O diretor reconhece que o governo, particularmente o Ministério do Desenvolvimento, Indústria, Comércio e Serviços (MDIC), está atento a essa questão, tentando garantir que os subsídios realmente adensem a cadeia industrial nacional e auxiliem na descarbonização de setores estratégicos como cimento, aço, química e papel celulose.
Contudo, ele alerta que há lobbies fortes atuando em prol da produção e exportação do hidrogênio.
“A grande questão são lobbies que, nesse momento, estão buscando unicamente a produção para exportação”, comenta.
Logística e mercado de carbono
Outro ponto levantado por Milton Rego é a logística para escoar o hidrogênio dentro do mercado doméstico.
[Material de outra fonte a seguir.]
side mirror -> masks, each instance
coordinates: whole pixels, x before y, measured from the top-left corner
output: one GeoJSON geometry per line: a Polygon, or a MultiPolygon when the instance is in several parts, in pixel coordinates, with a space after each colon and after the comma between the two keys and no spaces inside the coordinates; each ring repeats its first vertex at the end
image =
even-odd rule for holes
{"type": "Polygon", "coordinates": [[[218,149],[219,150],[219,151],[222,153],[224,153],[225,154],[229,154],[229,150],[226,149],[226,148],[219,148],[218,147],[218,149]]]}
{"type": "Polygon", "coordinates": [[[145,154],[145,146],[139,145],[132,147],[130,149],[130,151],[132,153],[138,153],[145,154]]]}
Ele destaca que a produção de hidrogênio em portos, por exemplo, pode facilitar a exportação, mas cria barreiras para o consumo interno.
“Você pode fazer uma planta de hidrogênio em um porto e depois dizer assim, ‘não consigo vender no mercado doméstico porque não tenho maneira de escoar’, mas eu tenho um navio que pode levar amônia para qualquer lugar do mundo. Então, a gente não pode cair numa situação dessa”, alerta.
Além disso, Rego defende a criação de um mercado regulado de carbono no Brasil como forma de valorizar o hidrogênio de baixo carbono.
“Você só vai dar valor a um hidrogênio de baixo carbono se o resultado final da utilização dessa matéria-prima tiver um diferencial no preço do meu produto”.
Para o diretor, esse mercado seria essencial para que as empresas possam justificar o uso de hidrogênio de baixo carbono em suas operações, especialmente diante da concorrência internacional, onde produtos com maior pegada de carbono ainda são vendidos no Brasil sem diferenciação de preço.